§ 4.15 p.m.
§ Lord HARRIS of GREENWICHMy Lords, with the leave of the House, I will now repeat a Statement being made in another place by my right honourable friend the Home Secretary. The Statement is as follows:
"The report of the Chief Inspector of the Prison Service's inquiry into the security arrangements at Leicester Prison and for the escort of prisoners to courts is published today. It describes the information available to the prison staff both within the prison service about Hughes' behaviour in prison custody (including his nine earlier journeys to court) and from the courts and the police. It concludes that this information was not such as would have required him to be treated as a Category 'A' prisoner for whom the highest security precautions would be necessary or whose escort in a hired vehicle would be inappropriate.
"The report finds that there was a failure to pursue the search for the knife which was reported missing from the prison kitchen in December 1976 and to make the subsequent information relating to its loss available to the staff as a whole. This was the knife with which Hughes subsequently inflicted serious injuries on the escorting officers.

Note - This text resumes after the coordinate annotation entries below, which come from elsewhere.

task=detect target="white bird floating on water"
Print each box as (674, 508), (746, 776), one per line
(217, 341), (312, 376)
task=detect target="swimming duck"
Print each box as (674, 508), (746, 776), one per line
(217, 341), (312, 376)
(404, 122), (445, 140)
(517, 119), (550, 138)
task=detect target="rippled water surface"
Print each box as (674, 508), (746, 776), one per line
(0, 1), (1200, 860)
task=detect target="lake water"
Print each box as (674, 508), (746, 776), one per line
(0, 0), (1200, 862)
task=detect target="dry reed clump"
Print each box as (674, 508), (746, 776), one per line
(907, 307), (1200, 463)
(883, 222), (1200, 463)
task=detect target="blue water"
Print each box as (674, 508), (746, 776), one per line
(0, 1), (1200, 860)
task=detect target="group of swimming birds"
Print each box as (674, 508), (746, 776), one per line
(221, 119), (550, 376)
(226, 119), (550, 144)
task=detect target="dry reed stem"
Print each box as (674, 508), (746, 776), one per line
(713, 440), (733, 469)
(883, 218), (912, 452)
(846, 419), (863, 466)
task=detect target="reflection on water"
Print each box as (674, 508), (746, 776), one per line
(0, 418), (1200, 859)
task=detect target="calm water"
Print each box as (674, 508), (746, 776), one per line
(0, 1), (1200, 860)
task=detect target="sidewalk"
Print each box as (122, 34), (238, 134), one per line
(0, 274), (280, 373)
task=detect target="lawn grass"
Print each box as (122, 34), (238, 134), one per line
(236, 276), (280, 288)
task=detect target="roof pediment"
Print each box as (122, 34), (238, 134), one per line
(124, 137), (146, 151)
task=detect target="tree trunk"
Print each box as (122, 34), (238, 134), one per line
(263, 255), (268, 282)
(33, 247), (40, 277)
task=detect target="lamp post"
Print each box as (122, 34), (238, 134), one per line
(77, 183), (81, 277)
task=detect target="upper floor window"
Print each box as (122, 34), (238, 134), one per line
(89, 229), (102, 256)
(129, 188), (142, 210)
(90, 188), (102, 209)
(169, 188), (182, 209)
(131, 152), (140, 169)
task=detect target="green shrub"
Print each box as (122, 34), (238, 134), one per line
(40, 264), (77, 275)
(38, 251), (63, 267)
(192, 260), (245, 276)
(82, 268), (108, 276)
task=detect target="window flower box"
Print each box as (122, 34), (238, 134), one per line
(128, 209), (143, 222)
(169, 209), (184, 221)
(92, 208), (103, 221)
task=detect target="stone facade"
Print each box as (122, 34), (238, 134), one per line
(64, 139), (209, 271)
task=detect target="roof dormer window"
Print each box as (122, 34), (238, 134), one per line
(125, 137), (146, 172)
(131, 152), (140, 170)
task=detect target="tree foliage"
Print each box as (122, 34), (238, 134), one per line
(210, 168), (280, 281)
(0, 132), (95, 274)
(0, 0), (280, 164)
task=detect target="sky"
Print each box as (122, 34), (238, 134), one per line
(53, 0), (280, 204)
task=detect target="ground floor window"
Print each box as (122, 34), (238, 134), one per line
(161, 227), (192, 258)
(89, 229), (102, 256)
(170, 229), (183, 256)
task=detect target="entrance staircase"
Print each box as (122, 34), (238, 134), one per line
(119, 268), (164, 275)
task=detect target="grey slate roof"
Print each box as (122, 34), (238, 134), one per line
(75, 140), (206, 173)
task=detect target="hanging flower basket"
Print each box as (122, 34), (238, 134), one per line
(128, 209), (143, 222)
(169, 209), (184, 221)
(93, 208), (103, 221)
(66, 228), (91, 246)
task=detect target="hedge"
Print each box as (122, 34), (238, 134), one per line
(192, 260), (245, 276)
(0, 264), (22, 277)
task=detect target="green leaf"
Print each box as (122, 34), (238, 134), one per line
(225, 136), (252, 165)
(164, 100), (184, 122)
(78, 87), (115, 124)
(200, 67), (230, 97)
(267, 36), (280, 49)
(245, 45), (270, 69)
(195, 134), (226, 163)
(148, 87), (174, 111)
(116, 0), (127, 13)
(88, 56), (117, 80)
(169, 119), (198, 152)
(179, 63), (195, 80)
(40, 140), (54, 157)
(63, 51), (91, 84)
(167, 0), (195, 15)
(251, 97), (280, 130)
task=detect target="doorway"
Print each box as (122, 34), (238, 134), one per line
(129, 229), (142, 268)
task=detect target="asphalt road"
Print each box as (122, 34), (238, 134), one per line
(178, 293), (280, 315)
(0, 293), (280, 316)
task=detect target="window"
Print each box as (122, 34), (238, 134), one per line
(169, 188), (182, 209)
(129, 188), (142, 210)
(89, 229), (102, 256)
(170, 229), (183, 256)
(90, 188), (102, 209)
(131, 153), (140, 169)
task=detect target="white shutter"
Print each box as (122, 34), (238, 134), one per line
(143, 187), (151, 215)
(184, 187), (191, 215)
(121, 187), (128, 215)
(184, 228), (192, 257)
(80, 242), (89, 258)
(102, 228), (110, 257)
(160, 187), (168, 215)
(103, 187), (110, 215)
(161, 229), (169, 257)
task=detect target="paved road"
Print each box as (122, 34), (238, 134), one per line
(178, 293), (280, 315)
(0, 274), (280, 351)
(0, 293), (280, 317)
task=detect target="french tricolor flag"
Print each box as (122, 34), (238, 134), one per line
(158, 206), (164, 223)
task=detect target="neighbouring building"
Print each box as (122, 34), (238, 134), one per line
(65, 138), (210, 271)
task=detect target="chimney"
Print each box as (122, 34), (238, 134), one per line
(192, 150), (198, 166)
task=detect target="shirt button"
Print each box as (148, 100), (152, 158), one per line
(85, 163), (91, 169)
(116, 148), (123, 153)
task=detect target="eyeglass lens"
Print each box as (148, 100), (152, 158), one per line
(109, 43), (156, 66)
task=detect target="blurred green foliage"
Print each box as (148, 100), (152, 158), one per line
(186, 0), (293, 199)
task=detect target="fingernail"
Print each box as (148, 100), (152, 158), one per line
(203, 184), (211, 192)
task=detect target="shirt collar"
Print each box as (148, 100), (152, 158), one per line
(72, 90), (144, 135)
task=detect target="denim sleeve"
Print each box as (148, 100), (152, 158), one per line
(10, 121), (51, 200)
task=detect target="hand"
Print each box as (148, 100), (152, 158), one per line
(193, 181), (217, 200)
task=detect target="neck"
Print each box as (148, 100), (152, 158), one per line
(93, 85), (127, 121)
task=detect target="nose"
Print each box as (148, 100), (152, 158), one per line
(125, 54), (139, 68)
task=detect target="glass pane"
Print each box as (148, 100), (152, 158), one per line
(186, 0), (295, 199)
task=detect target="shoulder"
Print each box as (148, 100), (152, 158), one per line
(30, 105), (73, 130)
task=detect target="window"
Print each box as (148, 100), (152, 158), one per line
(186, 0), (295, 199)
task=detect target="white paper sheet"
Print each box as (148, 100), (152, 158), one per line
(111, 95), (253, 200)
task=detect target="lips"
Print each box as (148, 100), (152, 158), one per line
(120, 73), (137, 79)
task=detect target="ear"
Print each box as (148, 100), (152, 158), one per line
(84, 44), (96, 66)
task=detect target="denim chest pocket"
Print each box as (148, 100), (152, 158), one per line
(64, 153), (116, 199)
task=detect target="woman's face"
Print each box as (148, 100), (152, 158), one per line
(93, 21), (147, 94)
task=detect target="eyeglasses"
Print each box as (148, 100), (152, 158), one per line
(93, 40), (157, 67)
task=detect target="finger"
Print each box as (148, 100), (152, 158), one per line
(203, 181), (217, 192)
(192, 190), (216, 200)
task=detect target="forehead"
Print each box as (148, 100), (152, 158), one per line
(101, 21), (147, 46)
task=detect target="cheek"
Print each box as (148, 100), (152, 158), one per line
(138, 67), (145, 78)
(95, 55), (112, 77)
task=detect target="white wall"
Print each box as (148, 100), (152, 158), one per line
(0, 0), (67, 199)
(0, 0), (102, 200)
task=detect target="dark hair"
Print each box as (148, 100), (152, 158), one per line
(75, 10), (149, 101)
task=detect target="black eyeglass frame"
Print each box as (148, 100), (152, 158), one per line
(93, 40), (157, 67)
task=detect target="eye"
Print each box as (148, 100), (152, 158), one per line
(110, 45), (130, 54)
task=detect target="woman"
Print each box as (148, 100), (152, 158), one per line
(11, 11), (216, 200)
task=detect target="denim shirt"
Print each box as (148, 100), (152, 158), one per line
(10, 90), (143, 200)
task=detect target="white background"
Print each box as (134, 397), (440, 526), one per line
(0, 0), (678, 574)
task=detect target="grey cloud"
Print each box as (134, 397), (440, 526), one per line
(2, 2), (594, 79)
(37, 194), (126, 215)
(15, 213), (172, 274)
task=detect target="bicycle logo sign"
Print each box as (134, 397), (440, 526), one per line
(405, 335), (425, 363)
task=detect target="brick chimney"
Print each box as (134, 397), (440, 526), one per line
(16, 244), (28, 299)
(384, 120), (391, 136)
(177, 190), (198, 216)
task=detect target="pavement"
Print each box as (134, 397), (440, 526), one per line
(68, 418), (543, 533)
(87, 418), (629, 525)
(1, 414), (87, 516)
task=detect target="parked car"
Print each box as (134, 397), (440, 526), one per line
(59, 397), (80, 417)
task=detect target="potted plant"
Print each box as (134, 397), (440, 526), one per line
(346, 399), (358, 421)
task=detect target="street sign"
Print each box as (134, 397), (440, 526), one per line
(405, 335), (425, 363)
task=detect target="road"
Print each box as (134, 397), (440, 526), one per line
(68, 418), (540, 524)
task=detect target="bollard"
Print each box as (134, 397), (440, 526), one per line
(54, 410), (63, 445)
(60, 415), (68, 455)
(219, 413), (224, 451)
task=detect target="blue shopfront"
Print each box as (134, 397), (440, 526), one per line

"The report also includes the Chief Inspector's recommendations aimed at 1185 reducing the risk of prisoners being able to leave prison with unauthorised articles in their possession. These fall into two groups, 17 recommendations for immediate action, and eight matters recommended for further review. I have accepted all the recommendations for immediate action, most of which relate to the stricter observance of the existing procedures. The matters recommended for further review are being given full and careful consideration. But, as the report points out, apart from the financial and staffing implications a number of them would have serious consequences both for the treatment of prisoners, many of them unconvicted, and for the relationships between staff and prisoners.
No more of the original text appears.